Training and evaluating ElasticNet on Base dataset...
Best parameters found for Base: {'alpha': 0.1, 'l1_ratio': 0.9}
Base ElasticNet Results: MAE: 3.0381, RMSE: 6.1340, R^2: 0.3444


Training and evaluating ElasticNet on Graph dataset...
Best parameters found for Graph: {'alpha': 0.1, 'l1_ratio': 0.9}
Graph ElasticNet Results: MAE: 3.0301, RMSE: 6.1297, R^2: 0.3453




### **Evaluation**:

As expected, after removing prev_stop_departure_delay the performance is degraded.

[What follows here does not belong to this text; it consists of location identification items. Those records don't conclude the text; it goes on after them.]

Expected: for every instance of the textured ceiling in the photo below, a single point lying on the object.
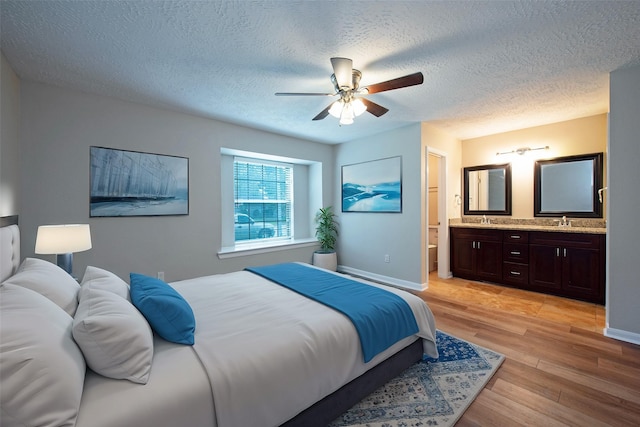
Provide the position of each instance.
(489, 66)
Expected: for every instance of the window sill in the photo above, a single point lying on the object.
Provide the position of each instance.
(246, 249)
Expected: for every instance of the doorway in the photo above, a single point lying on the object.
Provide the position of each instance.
(437, 233)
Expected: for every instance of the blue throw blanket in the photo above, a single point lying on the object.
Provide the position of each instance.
(381, 318)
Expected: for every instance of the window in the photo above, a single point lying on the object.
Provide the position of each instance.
(263, 199)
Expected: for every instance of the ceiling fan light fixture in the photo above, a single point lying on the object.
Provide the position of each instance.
(358, 107)
(336, 109)
(346, 118)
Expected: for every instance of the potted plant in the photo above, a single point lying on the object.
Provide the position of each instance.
(327, 234)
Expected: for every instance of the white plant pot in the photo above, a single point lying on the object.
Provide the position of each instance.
(326, 260)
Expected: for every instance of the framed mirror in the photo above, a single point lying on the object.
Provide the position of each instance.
(487, 190)
(568, 186)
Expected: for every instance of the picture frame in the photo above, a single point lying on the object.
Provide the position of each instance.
(374, 186)
(126, 183)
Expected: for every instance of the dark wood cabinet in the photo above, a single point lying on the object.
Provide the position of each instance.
(568, 264)
(477, 254)
(515, 257)
(560, 263)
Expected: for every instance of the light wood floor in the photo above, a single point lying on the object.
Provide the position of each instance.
(559, 368)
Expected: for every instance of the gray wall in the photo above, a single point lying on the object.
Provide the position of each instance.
(365, 238)
(623, 314)
(9, 137)
(57, 128)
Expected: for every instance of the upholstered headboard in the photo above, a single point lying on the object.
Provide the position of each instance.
(9, 246)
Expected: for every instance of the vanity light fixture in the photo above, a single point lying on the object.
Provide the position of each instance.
(523, 150)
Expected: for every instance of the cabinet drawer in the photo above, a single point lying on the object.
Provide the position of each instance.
(516, 252)
(477, 234)
(515, 274)
(513, 236)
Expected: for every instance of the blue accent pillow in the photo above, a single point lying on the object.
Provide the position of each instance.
(167, 312)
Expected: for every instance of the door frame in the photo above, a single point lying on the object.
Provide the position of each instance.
(443, 214)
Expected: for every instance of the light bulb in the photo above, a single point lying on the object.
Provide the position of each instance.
(358, 107)
(336, 109)
(346, 118)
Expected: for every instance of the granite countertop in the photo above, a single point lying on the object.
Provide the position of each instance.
(527, 225)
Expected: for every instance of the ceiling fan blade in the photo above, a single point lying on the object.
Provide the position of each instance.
(343, 69)
(322, 114)
(303, 94)
(400, 82)
(375, 109)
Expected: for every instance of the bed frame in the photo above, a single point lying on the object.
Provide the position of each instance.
(339, 402)
(331, 407)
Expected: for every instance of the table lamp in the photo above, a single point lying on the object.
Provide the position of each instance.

Both the **Base** and **Graph** datasets perform very similarly. Contrary to our expectations, the extra graph-based features may not add useful predictive power. Not only, they could be introducing noise rather than improving the model. We will see if this behavior is confirmed by later models.
  
**ElasticNet** with the best fund parameters (`alpha=0.1` and `l1_ratio=0.9`) provides a R^2 of around 0.34, meaning the model explains approximately 34% of the variance in the target variable. Although the results are already really discouraging, these experiments aim to compare different datasets and different techniques. And still, there is room for improvement.